C’è un limite sottile che divide l’interpretazione artistica dalla pura e semplice tracotanza. Un limite che ieri sul palco del Concertone del Primo Maggio, è stato superato con la spensieratezza di chi, forse, non ha ben chiaro il peso delle parole che maneggia. La cantante sicula Delia Buglisi, artista ancora “in erba”, con una carriera tutta da costruire, fresca dal podio dello scorso XFactor in squadra con Jake La Furia e ora in voga con il brano “”Al mio Paese” con Serena Brancale e Levante, ha compiuto un gesto che molti hanno letto come un atto di presunzione imperdonabile e infatti per questo il web si è rivoltato: mettere mano al testo di Bella Ciao.
“Partigiano” diventa “essere umano”, rivolta social
Non si tratta di una semplice variazione sul tema, ma di uno scivolone concettuale che ha immediatamente infiammato la rete. Sostituire la parola “partigiano” con un generico “essere umano” non è un’operazione di inclusività, ma un’operazione di cancellazione. La rivolta social scoppiata pochi secondi dopo l’esibizione non è figlia del solito odio gratuito, ma di un disagio profondo: quello di vedere un inno che appartiene alla memoria collettiva di un popolo ridotto a un “claim” universale e annacquato.
Bella Ciao non è una canzonetta pop da adattare al mood della giornata. È un canto di lotta, sangue e identità. Togliere il “partigiano” per far spazio all’ “essere umano” significa privare quel brano della sua spina dorsale politica e storica, trasformando un grido di Resistenza in un innocuo messaggio di pace da baci perugina.

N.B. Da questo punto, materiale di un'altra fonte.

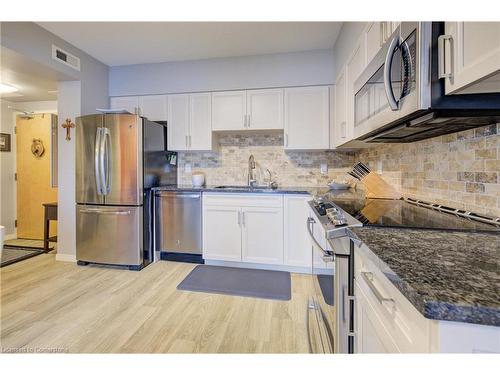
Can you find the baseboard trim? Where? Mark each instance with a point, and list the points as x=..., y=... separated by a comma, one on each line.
x=66, y=257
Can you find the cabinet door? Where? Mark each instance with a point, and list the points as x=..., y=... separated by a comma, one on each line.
x=262, y=235
x=153, y=107
x=296, y=239
x=128, y=103
x=340, y=123
x=354, y=68
x=200, y=128
x=222, y=244
x=371, y=335
x=307, y=118
x=373, y=39
x=475, y=54
x=229, y=110
x=265, y=109
x=178, y=122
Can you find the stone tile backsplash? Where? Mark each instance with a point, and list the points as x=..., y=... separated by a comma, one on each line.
x=460, y=170
x=229, y=165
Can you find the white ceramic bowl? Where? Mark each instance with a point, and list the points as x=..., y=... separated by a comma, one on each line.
x=198, y=179
x=338, y=185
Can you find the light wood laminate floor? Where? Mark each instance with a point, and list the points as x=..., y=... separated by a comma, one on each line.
x=50, y=305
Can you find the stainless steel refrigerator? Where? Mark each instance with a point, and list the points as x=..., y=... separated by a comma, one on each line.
x=110, y=191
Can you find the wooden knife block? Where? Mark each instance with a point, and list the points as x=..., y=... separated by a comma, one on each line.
x=376, y=187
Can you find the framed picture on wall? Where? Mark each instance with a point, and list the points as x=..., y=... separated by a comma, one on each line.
x=4, y=142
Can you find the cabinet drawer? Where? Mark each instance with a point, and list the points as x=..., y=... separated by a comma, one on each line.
x=243, y=200
x=407, y=326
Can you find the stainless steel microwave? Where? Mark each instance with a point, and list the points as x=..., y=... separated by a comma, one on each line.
x=400, y=98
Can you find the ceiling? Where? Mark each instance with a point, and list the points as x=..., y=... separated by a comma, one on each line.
x=124, y=43
x=32, y=80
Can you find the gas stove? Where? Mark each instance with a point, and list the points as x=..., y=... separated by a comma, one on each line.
x=331, y=217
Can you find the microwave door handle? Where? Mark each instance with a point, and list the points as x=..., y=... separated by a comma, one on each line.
x=387, y=74
x=97, y=160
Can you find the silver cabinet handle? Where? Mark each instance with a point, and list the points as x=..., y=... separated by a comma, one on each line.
x=388, y=76
x=327, y=255
x=103, y=212
x=442, y=55
x=368, y=277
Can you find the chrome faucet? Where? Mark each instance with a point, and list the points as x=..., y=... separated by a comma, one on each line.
x=251, y=167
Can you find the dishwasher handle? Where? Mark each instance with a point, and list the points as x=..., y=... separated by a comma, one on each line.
x=178, y=195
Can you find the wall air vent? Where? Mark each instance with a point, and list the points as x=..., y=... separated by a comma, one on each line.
x=65, y=57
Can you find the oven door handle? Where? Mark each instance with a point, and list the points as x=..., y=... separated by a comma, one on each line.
x=387, y=74
x=327, y=255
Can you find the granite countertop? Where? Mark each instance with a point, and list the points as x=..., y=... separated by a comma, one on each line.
x=446, y=275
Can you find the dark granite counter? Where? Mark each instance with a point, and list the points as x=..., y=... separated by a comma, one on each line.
x=446, y=275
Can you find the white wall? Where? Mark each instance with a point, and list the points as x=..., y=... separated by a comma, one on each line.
x=81, y=93
x=349, y=34
x=275, y=70
x=8, y=206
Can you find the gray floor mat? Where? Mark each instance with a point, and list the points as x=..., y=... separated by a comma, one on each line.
x=15, y=254
x=238, y=281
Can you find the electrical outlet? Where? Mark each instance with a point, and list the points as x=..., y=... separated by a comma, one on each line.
x=323, y=168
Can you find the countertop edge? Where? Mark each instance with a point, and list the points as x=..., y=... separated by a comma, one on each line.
x=432, y=309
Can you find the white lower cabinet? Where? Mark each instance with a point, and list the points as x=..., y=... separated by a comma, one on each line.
x=244, y=228
x=221, y=233
x=262, y=235
x=297, y=244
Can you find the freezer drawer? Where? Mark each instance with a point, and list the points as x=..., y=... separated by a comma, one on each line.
x=109, y=234
x=179, y=222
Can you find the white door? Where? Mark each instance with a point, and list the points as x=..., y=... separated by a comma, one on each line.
x=373, y=39
x=153, y=107
x=262, y=235
x=371, y=335
x=222, y=233
x=340, y=123
x=200, y=129
x=178, y=122
x=355, y=67
x=229, y=110
x=128, y=103
x=296, y=239
x=265, y=109
x=307, y=118
x=475, y=50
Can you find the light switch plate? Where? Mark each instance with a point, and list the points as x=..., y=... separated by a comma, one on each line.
x=323, y=168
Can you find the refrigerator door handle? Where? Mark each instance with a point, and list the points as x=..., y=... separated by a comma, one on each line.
x=97, y=159
x=107, y=144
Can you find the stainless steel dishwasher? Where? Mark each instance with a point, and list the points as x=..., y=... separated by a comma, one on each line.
x=178, y=226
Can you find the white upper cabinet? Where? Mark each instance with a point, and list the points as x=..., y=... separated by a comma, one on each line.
x=307, y=113
x=264, y=109
x=178, y=122
x=340, y=122
x=470, y=57
x=229, y=110
x=200, y=115
x=189, y=122
x=153, y=107
x=128, y=103
x=355, y=67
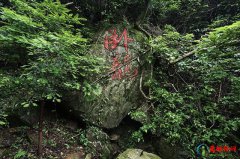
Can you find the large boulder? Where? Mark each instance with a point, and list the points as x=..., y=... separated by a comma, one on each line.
x=118, y=97
x=137, y=154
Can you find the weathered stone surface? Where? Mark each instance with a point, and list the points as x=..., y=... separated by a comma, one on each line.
x=99, y=142
x=137, y=154
x=166, y=151
x=118, y=97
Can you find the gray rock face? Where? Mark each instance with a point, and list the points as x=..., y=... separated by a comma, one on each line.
x=119, y=96
x=137, y=154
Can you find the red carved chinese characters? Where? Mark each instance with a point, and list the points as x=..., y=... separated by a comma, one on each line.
x=111, y=42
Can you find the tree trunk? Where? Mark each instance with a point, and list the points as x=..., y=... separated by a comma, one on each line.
x=40, y=128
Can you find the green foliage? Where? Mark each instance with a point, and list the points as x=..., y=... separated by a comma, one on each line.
x=20, y=154
x=43, y=54
x=195, y=101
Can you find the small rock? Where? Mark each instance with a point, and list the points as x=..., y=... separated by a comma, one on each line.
x=76, y=155
x=114, y=137
x=137, y=154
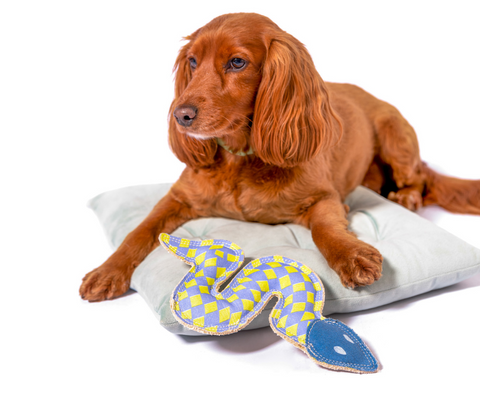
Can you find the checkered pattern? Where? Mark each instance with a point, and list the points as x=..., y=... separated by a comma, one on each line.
x=197, y=302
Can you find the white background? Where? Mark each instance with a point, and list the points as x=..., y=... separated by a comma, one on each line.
x=85, y=88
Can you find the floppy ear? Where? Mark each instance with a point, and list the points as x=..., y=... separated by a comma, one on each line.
x=292, y=120
x=193, y=152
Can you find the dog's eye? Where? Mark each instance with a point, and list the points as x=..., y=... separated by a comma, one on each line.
x=237, y=63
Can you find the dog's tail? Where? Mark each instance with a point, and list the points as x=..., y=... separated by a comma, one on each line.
x=454, y=194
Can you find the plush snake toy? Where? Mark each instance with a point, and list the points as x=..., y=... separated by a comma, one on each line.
x=198, y=303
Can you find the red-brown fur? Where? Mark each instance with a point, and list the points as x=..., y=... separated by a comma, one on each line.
x=313, y=143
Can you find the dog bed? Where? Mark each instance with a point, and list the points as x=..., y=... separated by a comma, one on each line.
x=418, y=255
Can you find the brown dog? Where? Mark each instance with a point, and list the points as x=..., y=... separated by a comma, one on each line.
x=266, y=140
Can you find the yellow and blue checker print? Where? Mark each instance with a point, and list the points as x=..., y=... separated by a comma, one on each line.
x=198, y=304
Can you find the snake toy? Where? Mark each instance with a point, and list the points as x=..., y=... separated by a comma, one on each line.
x=198, y=303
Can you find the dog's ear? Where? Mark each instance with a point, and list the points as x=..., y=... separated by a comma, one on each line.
x=193, y=152
x=292, y=119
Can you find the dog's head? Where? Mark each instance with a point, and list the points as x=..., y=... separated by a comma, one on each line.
x=244, y=80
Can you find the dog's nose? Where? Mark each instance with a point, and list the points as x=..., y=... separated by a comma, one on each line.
x=185, y=115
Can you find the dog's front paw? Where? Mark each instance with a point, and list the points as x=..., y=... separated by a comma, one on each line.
x=360, y=266
x=410, y=198
x=104, y=283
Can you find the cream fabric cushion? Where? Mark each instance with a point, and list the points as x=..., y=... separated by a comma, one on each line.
x=418, y=256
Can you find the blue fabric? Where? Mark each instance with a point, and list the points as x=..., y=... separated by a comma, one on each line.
x=333, y=343
x=198, y=303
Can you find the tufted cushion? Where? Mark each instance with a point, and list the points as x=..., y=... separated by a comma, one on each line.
x=418, y=256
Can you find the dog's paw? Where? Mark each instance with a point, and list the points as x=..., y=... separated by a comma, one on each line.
x=104, y=283
x=361, y=266
x=409, y=198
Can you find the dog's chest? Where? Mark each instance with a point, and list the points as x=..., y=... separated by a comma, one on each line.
x=267, y=195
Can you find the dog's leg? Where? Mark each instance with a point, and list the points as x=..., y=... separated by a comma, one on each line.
x=399, y=150
x=112, y=278
x=356, y=262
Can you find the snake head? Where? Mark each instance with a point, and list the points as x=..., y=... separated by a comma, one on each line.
x=334, y=345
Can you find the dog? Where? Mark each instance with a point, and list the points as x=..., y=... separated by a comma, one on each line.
x=265, y=139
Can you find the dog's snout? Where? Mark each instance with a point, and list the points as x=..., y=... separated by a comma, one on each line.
x=185, y=115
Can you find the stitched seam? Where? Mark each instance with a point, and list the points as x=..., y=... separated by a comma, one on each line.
x=335, y=362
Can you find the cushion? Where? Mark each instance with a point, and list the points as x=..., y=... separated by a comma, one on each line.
x=418, y=255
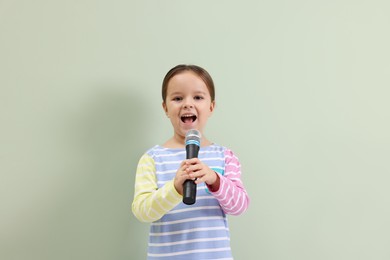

La giustificazione che non convince
Nel tentativo di difendere la sua scelta, Delia ha parlato della necessità di “allargare il messaggio” guardando alle guerre di oggi. Ma è proprio qui che l’errore si fa più grave. Chi scrive o canta per il grande pubblico dovrebbe sapere che l’universale si raggiunge attraverso il particolare. È proprio perché c’è stato un partigiano che oggi possiamo cantare di libertà.
Rendere tutto generico non aiuta a capire il presente, ma contribuisce a confondere il passato. Se ogni giovane artista che sale su un palco istituzionale si sentisse autorizzato a riscrivere i classici della nostra storia per “adattarli ai tempi”, cosa resterebbe della nostra memoria?
Il peso della gavetta e il rispetto dei simboli
La sensazione, amara, è quella di una scorciatoia comunicativa. Per un’artista emergente, far parlare di sé attraverso una provocazione su un brano sacro è la via più breve per finire nei trend? La risposta è “Sì”, ma è anche la scelta più rischiosa per la propria credibilità. La cultura e la musica richiedono rispetto, specialmente quando si toccano corde che vibrano ancora nel petto di milioni di italiani.
Prima di “aggiornare” la Storia, bisognerebbe averla studiata, capita e, soprattutto, onorata. Delia tuttavia ha scelto la strada del revisionismo estetico; il pubblico, sovrano e ferocemente affezionato ai propri simboli, le ha risposto con un coro di fischi digitali che difficilmente dimenticherà. Per il pubblico del Primo Maggio e del web resta un “peccato originale” difficile da perdonare. La prossima volta, forse, basterà solo cantare e onorare con religiosità tutti quei partigiani che hanno lottato per la libertà. Quella che ci ritroviamo oggi noi Italiani, se l’abbiamo è grazie a loro. Questa volta magari, senza la pretesa di voler insegnare al mondo che “essere umani” sia meglio che essere partigiani. Perché le due cose, nella nostra storia, sono state e restano la stessa identica scelta.